If The Kingdom were content to be a solid but disposable shoot-em-up, I would have no problems with its many lapses in credibility. But since it strives to present itself so seriously (and begins with that documentary!), those moments become inexcusable. For example: after fighting hard to do the impossible and get his team cleared to be on Saudi soil, which we’re told is a huge diplomatic hurdle, Foxx responds to an unhelpful Saudi general by punching him out! I’m pretty sure that would not only undo all the good will he tried hard to establish, but possibly lead to war. His team is no better. Jennifer Garner insists on wearing tight, "booby-revealing" T-shirts, and gets offended when she’s asked to cover up. Wouldn’t an FBI field agent as well-trained as her character is supposed to be at least know and respect the customs of her host country, even if she didn’t agree with them? The newswomen who report from that part of the world all manage to dress in a respectfully conservative manner! When the Saudi customs officials give Jason Bateman’s character trouble because he has Israeli stamps on his passport, he gets surprised and offended, and immediately cops an attitude. Since anyone who watches a little TV knows to expect such trouble, I would imagine the FBI would also know, and refrain from sending an agent who traveled frequently to Israel. (Or at least issue him a different passport that didn’t reflect that fact!)

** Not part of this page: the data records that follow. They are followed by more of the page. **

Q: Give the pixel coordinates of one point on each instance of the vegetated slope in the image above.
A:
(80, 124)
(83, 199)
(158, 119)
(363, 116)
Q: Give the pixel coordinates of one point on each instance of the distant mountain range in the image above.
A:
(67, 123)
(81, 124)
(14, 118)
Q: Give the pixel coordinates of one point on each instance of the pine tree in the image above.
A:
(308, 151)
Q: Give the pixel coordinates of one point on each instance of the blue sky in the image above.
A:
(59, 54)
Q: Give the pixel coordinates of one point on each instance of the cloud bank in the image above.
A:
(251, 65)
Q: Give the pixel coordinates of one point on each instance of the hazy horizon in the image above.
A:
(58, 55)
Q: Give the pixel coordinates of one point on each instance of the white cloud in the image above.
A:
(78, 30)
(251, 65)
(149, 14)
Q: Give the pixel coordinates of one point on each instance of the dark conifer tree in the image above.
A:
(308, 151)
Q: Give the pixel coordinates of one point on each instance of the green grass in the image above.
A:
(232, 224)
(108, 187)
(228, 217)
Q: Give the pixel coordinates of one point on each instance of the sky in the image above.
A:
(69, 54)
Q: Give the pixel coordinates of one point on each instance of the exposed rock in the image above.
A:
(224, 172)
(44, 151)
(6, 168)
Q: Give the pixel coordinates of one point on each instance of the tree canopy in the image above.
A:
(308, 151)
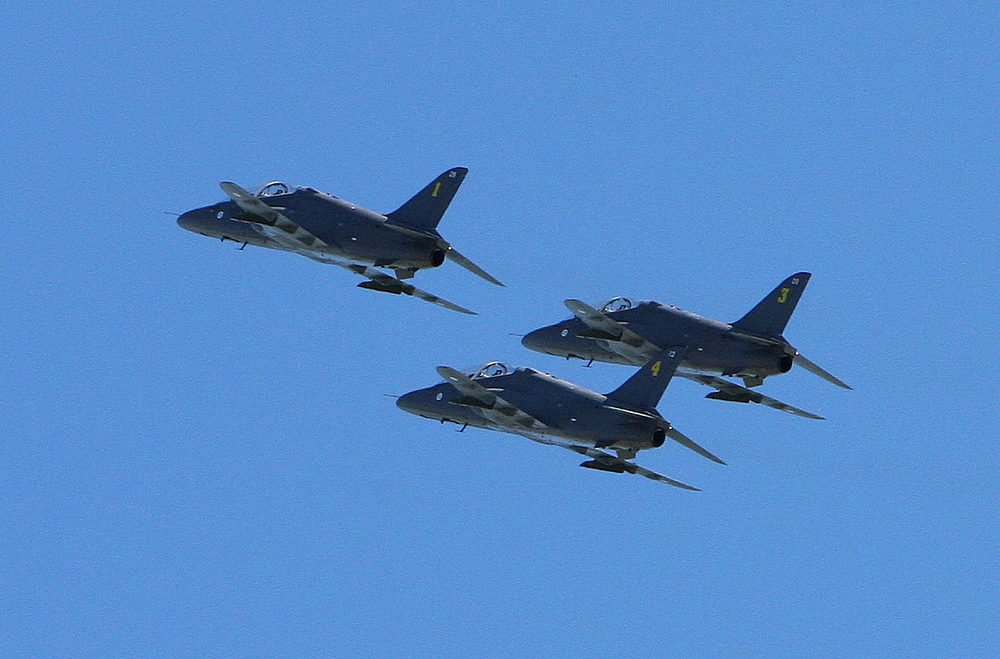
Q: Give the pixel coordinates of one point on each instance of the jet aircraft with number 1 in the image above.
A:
(331, 230)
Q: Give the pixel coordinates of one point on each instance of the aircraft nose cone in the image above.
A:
(414, 402)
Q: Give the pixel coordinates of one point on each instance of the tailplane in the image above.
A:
(771, 314)
(426, 208)
(644, 389)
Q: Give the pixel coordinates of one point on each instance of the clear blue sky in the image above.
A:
(198, 458)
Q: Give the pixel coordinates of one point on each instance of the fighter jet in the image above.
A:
(752, 348)
(331, 230)
(543, 408)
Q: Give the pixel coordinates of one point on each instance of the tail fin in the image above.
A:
(425, 209)
(644, 389)
(771, 314)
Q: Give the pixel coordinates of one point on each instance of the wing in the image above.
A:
(733, 392)
(606, 462)
(298, 240)
(620, 339)
(493, 407)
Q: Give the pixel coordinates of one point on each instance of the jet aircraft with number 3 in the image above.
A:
(331, 230)
(751, 348)
(545, 409)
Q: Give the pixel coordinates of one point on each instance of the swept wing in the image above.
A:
(630, 345)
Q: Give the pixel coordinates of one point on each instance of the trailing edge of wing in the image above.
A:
(736, 393)
(380, 281)
(607, 462)
(816, 370)
(454, 255)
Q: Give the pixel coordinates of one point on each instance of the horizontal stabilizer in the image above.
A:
(426, 208)
(816, 370)
(453, 254)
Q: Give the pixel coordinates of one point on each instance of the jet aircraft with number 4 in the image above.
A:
(545, 409)
(751, 348)
(331, 230)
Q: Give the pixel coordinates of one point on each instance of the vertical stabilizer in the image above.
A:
(771, 314)
(644, 389)
(425, 209)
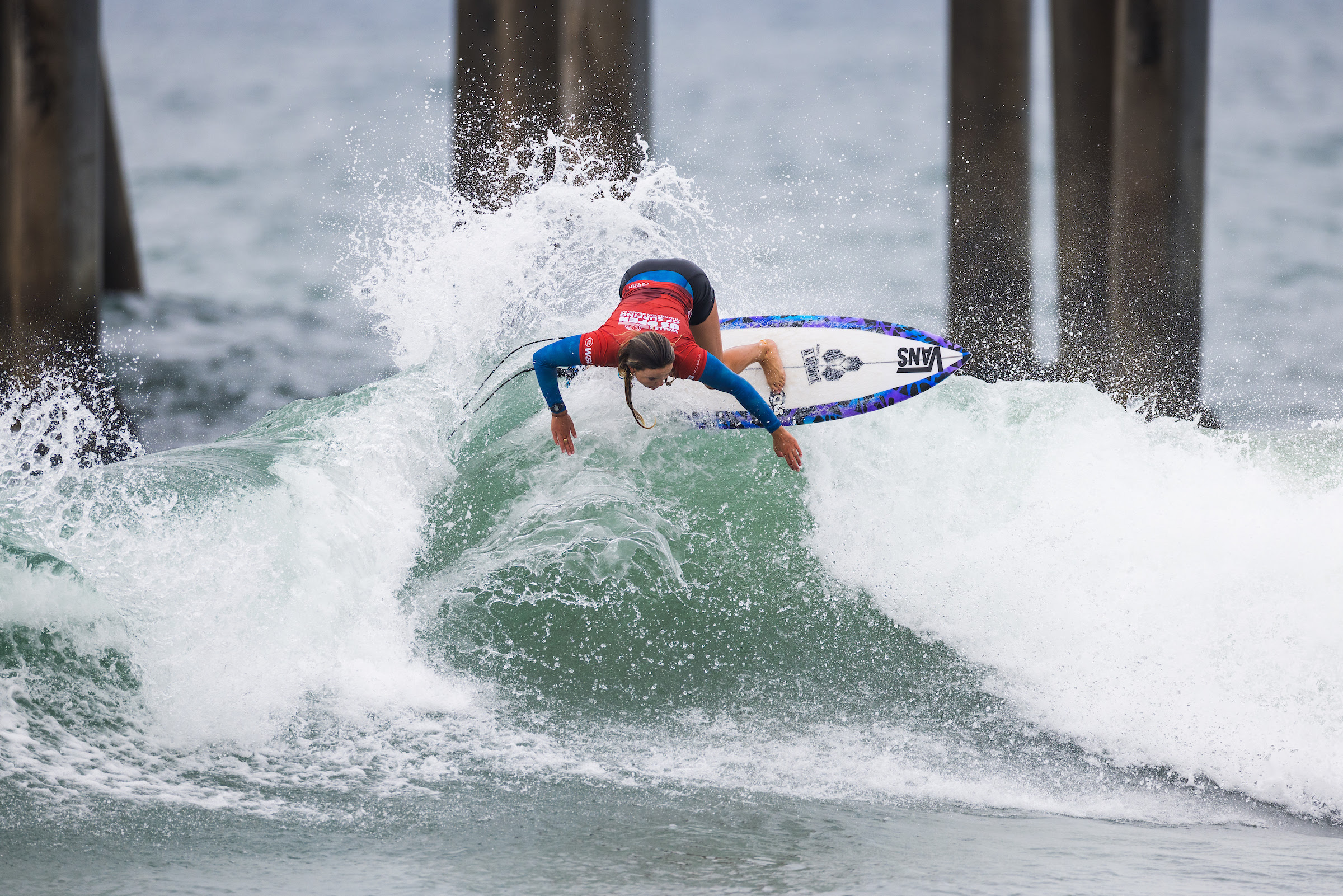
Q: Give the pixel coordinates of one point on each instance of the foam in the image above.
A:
(1161, 594)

The action comes mainly in a self-contained forty-minute section near the film’s end, and it’s good action. It’s not quite up to the intensity of The Bourne Ultimatum, but it’s close, and shot in the same gritty, "put the audience right in the middle of it" style. It bears all the stylistic hallmarks of Michael Mann, which should come as no surprise since he produced The Kingdom. Still, it represents remarkable steps forward for Peter Berg as an action director in his own right. (If only this was an action movie!) Alias fans will be glad to see Jennifer Garner in full ass-kicking mode again, after a string of romantic comedies. Her hand-to-hand (and every other part) confrontation with one of the terrorists is the highlight of the whole movie.

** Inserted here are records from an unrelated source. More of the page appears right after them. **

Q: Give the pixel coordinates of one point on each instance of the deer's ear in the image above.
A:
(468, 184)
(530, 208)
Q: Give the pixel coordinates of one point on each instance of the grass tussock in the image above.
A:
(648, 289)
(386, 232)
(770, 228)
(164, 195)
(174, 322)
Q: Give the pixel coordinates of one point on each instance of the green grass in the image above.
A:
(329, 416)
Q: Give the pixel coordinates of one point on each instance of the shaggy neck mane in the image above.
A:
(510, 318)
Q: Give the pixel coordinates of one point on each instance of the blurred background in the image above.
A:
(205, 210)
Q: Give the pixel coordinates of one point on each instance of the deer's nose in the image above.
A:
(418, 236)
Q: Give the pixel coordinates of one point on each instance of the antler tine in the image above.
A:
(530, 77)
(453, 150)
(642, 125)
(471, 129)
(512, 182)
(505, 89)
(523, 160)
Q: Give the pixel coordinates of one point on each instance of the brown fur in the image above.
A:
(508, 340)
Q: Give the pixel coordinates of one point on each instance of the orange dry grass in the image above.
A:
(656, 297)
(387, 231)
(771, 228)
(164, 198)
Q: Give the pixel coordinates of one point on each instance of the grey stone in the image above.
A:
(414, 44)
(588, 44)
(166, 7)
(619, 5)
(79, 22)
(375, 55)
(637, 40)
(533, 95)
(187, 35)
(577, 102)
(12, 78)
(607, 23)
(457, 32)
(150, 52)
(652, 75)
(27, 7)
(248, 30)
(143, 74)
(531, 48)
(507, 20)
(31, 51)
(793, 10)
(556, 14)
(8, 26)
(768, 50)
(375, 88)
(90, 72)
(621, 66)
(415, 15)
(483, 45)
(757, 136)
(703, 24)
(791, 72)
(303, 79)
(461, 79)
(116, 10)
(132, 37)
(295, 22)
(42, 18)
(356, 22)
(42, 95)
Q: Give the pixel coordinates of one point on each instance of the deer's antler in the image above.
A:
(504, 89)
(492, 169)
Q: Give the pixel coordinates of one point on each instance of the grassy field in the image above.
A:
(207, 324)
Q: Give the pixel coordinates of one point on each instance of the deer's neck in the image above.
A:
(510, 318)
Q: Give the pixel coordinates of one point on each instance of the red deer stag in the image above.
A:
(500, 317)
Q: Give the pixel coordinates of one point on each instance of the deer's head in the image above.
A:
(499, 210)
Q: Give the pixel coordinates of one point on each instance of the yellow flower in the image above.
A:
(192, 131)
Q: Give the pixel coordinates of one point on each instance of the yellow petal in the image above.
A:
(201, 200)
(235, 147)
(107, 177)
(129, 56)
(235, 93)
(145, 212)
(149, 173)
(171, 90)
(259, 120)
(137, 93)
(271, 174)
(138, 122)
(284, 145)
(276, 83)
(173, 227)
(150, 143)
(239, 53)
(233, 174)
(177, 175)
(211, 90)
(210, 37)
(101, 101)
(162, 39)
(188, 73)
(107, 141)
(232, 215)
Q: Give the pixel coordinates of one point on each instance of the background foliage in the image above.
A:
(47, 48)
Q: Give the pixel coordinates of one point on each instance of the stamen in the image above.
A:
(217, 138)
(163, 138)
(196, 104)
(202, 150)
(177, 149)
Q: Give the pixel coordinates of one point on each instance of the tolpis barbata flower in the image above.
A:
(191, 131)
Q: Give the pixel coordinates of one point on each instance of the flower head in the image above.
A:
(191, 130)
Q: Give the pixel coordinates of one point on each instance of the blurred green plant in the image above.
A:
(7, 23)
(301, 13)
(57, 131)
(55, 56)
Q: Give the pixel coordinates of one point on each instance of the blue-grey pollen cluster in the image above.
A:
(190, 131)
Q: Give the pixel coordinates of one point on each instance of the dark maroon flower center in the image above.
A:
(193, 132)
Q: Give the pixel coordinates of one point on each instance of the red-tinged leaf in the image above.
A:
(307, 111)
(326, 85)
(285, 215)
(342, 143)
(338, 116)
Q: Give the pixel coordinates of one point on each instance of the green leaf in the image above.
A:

Despite the appealing grittiness of the action, there still isn’t a trace of realism. A very small group of Americans invades an entire neighborhood of RPG-firing Arab terrorists and kills enough of them to satisfy even Sylvester Stallone. In the ultimate stab at escapist Hollywood wish-fulfillment, they also manage to net an Osama bin Laden-like mastermind in the process. If that was the kind of movie Peter Berg wanted to make, I really wish he had just made it. I have nothing against mindless Rambo-like action, just as long as it doesn’t put on airs. The Kingdom wants to be Rambo with morals. It doesn’t work. If it had kept its sights low brow, I would have enjoyed it. Instead, we go from all this shoot-em-up stuff to a pretentious wrap-up which attempts to pinpoint the cause of all the violence in the Middle East. The Kingdom desperately wants to appear smart when it would have made a much better movie had it been content with being dumb.
Some critics have taken The Kingdom to task for shamelessly co-opting horrific images out of recent and current events in the news for entertainment, and suggested that these events should remain off limits to action filmmakers. I disagree. Take The Kingdom to task for doing it badly, by all means, but not for attempting to make an action thriller against a modern-day geopolitical backdrop. The Cold War proved an extremely fertile setting for movies about international intrigue and espionage, even when the danger seemed most real. Though Bond and Bourne and Mission: Impossible have carefully avoided the very threats that keep real-life spies so busy these days, I think it’s certainly possible to make an accessible, mainstream action movie based on contemporary events. The Kingdom isn’t it, but hopefully something like Ridley Scott’s Body of Lies will manage that trick with more success.